Saat kami lecture, materi yang kami sampaikan adalah manfaat hutan dan orangutan bagi manusia. Saat bermain boneka/panggung boneka di Sekolah Dasar (SD) kami bertutur tentang hutan dan orangutan yang kondisinya semakin terhimpit.
Sedangkan diskusi, kami mendengar keluh kesah ataupun juga potensi yang ada didesa. Saat pemutaran film, kami juga menyampaikan sosialisasi tentang satwa dilindungi seperti orangutan, kelempiau, bekantan, trenggiling, enggang dan lain sebagainya.
Adapun asal usul nama Desa Demit, menurut masyarakat setempat awalnya karena di desa tersebut kala itu 3 kali pindah kampung dan akhirnya menetap di Desa Demit.
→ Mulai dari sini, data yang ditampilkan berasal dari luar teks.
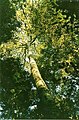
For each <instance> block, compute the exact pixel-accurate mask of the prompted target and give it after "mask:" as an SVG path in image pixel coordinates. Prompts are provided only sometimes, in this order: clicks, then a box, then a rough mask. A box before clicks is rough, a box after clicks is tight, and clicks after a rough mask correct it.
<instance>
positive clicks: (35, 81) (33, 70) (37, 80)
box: [29, 57, 51, 99]
mask: <svg viewBox="0 0 79 120" xmlns="http://www.w3.org/2000/svg"><path fill="white" fill-rule="evenodd" d="M29 59H30V66H31V73H32V76H33V78H34V82H35V85H36V87H37V89H38V90H39V91H41V94H42V96H43V97H45V99H51V94H50V91H49V89H48V87H47V85H46V83H45V82H44V80H43V78H42V77H41V74H40V72H39V69H38V66H37V64H36V61H35V60H34V59H33V58H32V57H29Z"/></svg>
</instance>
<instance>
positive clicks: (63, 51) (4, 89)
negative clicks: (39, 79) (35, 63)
mask: <svg viewBox="0 0 79 120" xmlns="http://www.w3.org/2000/svg"><path fill="white" fill-rule="evenodd" d="M6 3H7V2H6ZM11 3H12V6H13V8H14V9H11V10H13V11H12V12H11V13H12V14H10V15H11V16H9V14H8V13H7V15H8V16H9V17H12V16H13V17H14V16H15V14H14V13H15V12H14V11H16V19H17V20H16V23H17V21H18V22H19V23H20V26H18V25H16V31H14V36H13V42H12V40H10V39H9V38H10V37H9V35H8V37H9V38H5V37H4V36H3V37H2V38H1V39H3V40H2V41H4V40H5V39H6V40H7V39H9V42H7V43H5V44H4V43H3V44H1V45H0V58H1V61H0V64H1V70H0V75H1V92H2V97H1V100H2V107H3V116H5V117H4V118H8V119H9V118H10V117H11V118H17V119H20V118H21V119H22V118H23V119H24V118H25V119H26V118H34V119H35V118H39V119H40V118H43V119H47V118H51V119H53V118H54V119H68V118H70V119H78V117H79V34H78V32H79V28H78V25H79V20H78V19H76V17H75V16H73V19H72V20H71V18H72V17H71V16H68V15H67V14H66V13H65V12H63V11H61V10H60V9H58V7H57V5H56V4H55V3H54V1H53V0H52V1H51V2H50V0H47V1H46V0H43V1H41V0H40V1H38V0H36V1H32V2H31V1H30V0H28V1H23V0H21V1H18V0H17V1H15V0H12V1H11ZM9 5H10V4H9ZM4 6H5V4H4ZM8 7H9V8H8V9H9V10H10V6H8ZM63 13H64V14H63ZM4 17H5V16H4ZM6 19H7V21H8V20H10V19H8V18H6ZM3 20H4V18H3ZM8 23H10V24H11V21H8ZM12 23H13V22H12ZM13 26H14V25H13ZM2 27H3V26H2ZM2 29H4V28H2ZM6 29H8V28H6ZM12 29H13V28H11V27H10V32H11V30H12ZM2 31H3V30H2ZM3 32H4V31H3ZM2 34H3V33H2ZM6 34H7V32H5V34H4V35H6ZM30 52H31V54H32V56H33V57H34V58H35V59H36V61H37V64H38V67H39V70H40V73H41V75H42V77H43V79H44V80H45V82H46V83H47V85H48V87H49V89H50V92H51V94H52V98H53V101H49V102H48V103H47V101H46V102H45V103H44V101H43V98H42V95H41V99H40V97H39V96H40V95H39V93H38V95H37V89H35V88H33V87H34V86H32V85H34V83H33V78H31V76H30V74H29V73H28V72H29V71H30V70H29V69H30V67H29V63H28V62H26V66H27V68H26V69H27V70H28V72H25V70H26V69H25V59H26V58H27V59H28V56H29V54H30ZM17 58H19V59H17ZM26 61H27V60H26ZM23 66H24V68H23ZM24 69H25V70H24ZM30 81H31V82H30ZM40 93H41V92H40ZM44 99H45V98H44ZM22 102H24V103H22ZM52 102H53V103H52ZM33 105H35V107H34V106H33ZM32 107H34V109H32ZM7 109H8V111H7ZM7 112H8V113H7ZM47 113H48V114H47Z"/></svg>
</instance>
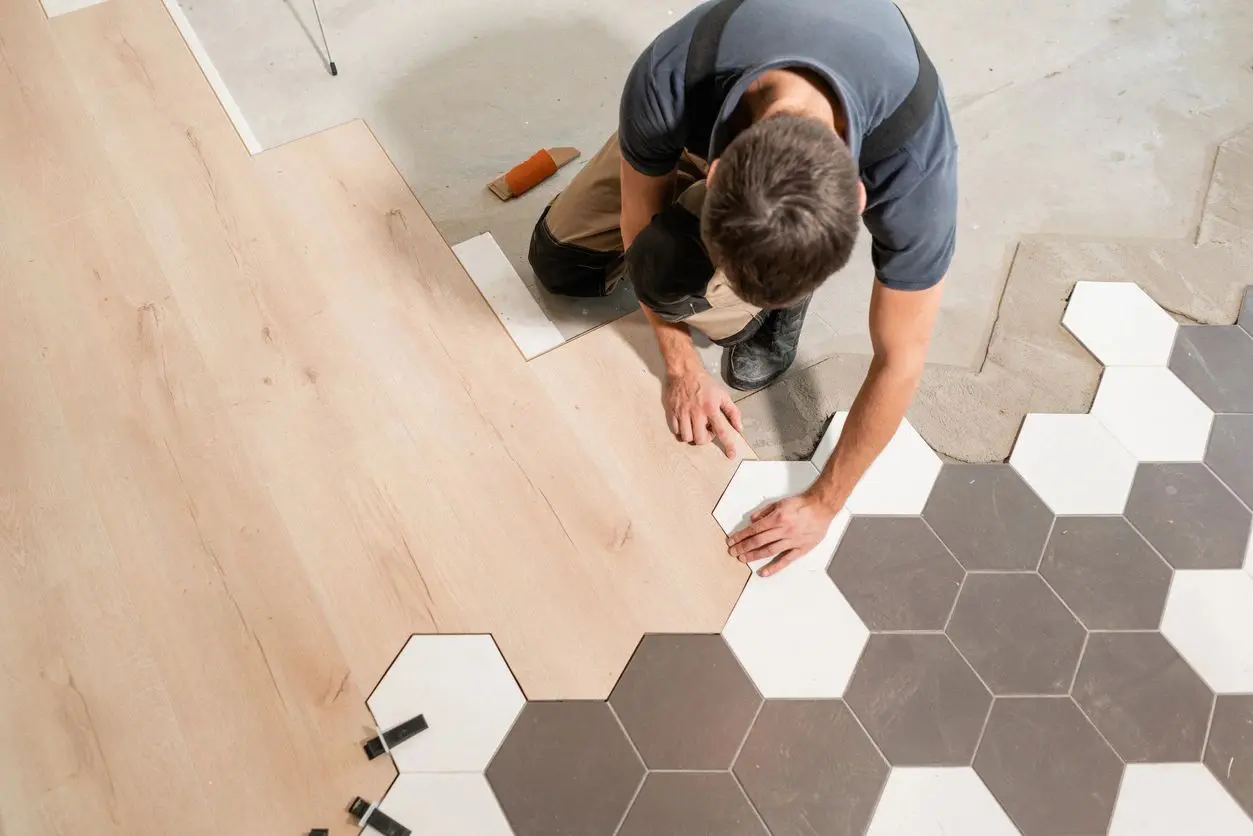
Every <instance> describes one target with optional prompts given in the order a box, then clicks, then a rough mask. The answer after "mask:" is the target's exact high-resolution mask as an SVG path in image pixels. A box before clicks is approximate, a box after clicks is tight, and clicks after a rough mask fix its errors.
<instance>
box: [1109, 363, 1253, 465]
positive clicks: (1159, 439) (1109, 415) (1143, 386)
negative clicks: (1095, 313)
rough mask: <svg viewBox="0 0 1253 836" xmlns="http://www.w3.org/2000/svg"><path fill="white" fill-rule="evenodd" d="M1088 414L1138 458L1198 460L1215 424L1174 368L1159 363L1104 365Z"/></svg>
mask: <svg viewBox="0 0 1253 836" xmlns="http://www.w3.org/2000/svg"><path fill="white" fill-rule="evenodd" d="M1250 370H1253V366H1250ZM1091 414H1093V415H1095V416H1096V420H1099V421H1100V422H1101V424H1103V425H1104V426H1105V429H1106V430H1109V431H1110V432H1111V434H1113V435H1114V437H1115V439H1118V440H1119V441H1120V442H1121V444H1123V446H1124V447H1126V449H1128V450H1129V451H1130V452H1131V455H1133V456H1135V457H1136V459H1139V460H1140V461H1200V460H1202V459H1204V457H1205V444H1207V442H1208V441H1209V427H1210V425H1212V424H1213V422H1214V412H1213V411H1212V410H1210V409H1209V407H1208V406H1205V405H1204V404H1202V402H1200V399H1199V397H1197V396H1195V395H1193V394H1192V390H1189V389H1188V387H1187V386H1184V385H1183V384H1182V382H1180V381H1179V379H1178V377H1175V376H1174V372H1172V371H1170V370H1169V368H1162V367H1157V366H1154V367H1130V366H1128V367H1111V368H1106V370H1105V374H1103V375H1101V379H1100V386H1099V387H1098V389H1096V399H1095V400H1094V401H1093V409H1091Z"/></svg>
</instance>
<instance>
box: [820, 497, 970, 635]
mask: <svg viewBox="0 0 1253 836" xmlns="http://www.w3.org/2000/svg"><path fill="white" fill-rule="evenodd" d="M827 574H829V575H831V579H832V580H834V582H836V585H837V587H840V592H842V593H845V598H847V599H848V603H850V604H852V607H853V609H855V610H857V614H858V615H861V618H862V620H863V622H866V627H868V628H871V629H872V630H942V629H944V625H945V622H947V620H949V613H951V612H952V602H954V600H956V598H957V590H959V589H960V588H961V579H962V578H964V577H965V574H966V573H965V572H964V570H962V568H961V565H960V564H959V563H957V562H956V560H954V559H952V555H951V554H949V549H946V548H945V546H944V544H942V543H941V541H940V540H938V539H937V538H936V535H935V534H933V533H932V531H931V528H930V526H928V525H927V524H926V523H923V521H922V519H921V518H918V516H855V518H853V519H852V521H851V523H850V524H848V529H847V530H846V531H845V536H843V539H842V540H841V541H840V548H838V549H837V550H836V556H834V559H832V562H831V565H829V567H827Z"/></svg>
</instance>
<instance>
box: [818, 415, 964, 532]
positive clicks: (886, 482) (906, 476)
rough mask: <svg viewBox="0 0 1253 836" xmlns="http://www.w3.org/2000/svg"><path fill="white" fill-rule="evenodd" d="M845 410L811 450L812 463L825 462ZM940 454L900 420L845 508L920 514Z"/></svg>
mask: <svg viewBox="0 0 1253 836" xmlns="http://www.w3.org/2000/svg"><path fill="white" fill-rule="evenodd" d="M847 420H848V412H837V414H836V416H834V417H832V419H831V426H828V427H827V431H826V432H823V434H822V441H819V442H818V449H817V450H814V452H813V459H812V461H813V465H814V466H816V468H818V469H819V470H821V469H822V468H824V466H826V464H827V460H828V459H829V457H831V454H832V452H834V450H836V442H837V441H838V440H840V434H841V432H843V429H845V421H847ZM940 466H941V462H940V456H937V455H936V454H935V451H933V450H932V449H931V447H930V446H928V445H927V442H926V441H923V440H922V436H921V435H918V431H917V430H915V429H913V425H912V424H910V422H908V420H902V421H901V425H900V426H898V427H897V429H896V434H895V435H893V436H892V440H891V441H888V442H887V446H886V447H883V451H882V452H881V454H880V455H878V459H876V460H875V462H873V464H872V465H871V466H870V469H867V470H866V475H865V476H862V479H861V481H860V483H857V486H856V488H853V493H852V494H851V495H850V496H848V501H847V503H846V508H847V509H848V511H850V513H852V514H921V513H922V509H923V506H926V504H927V498H930V496H931V489H932V488H933V486H935V484H936V479H937V478H938V476H940Z"/></svg>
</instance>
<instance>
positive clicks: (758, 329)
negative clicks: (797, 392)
mask: <svg viewBox="0 0 1253 836" xmlns="http://www.w3.org/2000/svg"><path fill="white" fill-rule="evenodd" d="M808 307H809V300H806V301H803V302H801V303H799V305H796V306H793V307H789V308H783V310H781V311H771V312H769V313H767V315H766V321H764V322H763V323H762V327H761V328H758V330H757V333H754V335H753V336H751V337H749V338H748V340H744V341H743V342H738V343H736V345H733V346H729V347H727V348H725V350H724V351H723V352H722V377H723V380H725V381H727V385H728V386H730V387H732V389H738V390H739V391H743V392H751V391H753V390H756V389H762V387H764V386H769V385H771V384H773V382H774V381H776V380H778V379H779V377H781V376H782V375H783V372H786V371H787V370H788V368H791V366H792V363H793V362H794V361H796V350H797V345H798V343H799V342H801V326H802V325H804V312H806V311H807V310H808Z"/></svg>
Menurut cerita Pak Jamin, salah seorang tokoh masyarakat di desa Demit menuturkan; dulu, karena wabah penyakit berupa diare dan ada satu kejadian dalam waktu singkat 5 ibu-ibu kala itu melahirkan bayi, tetapi bayinya meninggal. Sebagian besar masyarakat menganggap peristiwa tersebut sebagai wabah penyakit hantu (demit). Dari dulu hingga sekarang telah berumur 30 tahun. Untuk menjangkau daerah ini (Desa Demit) dilalaui dengan jarak tempuh 105,97 km dari Ketapang.
Semua rangkaian kegiatan ekspedisi ke desa-desa yang kami Yayasan Palung lakukan berjalan sesuai dengan rencana dan lancar dan mendapat sambutan baik dari masyarakat.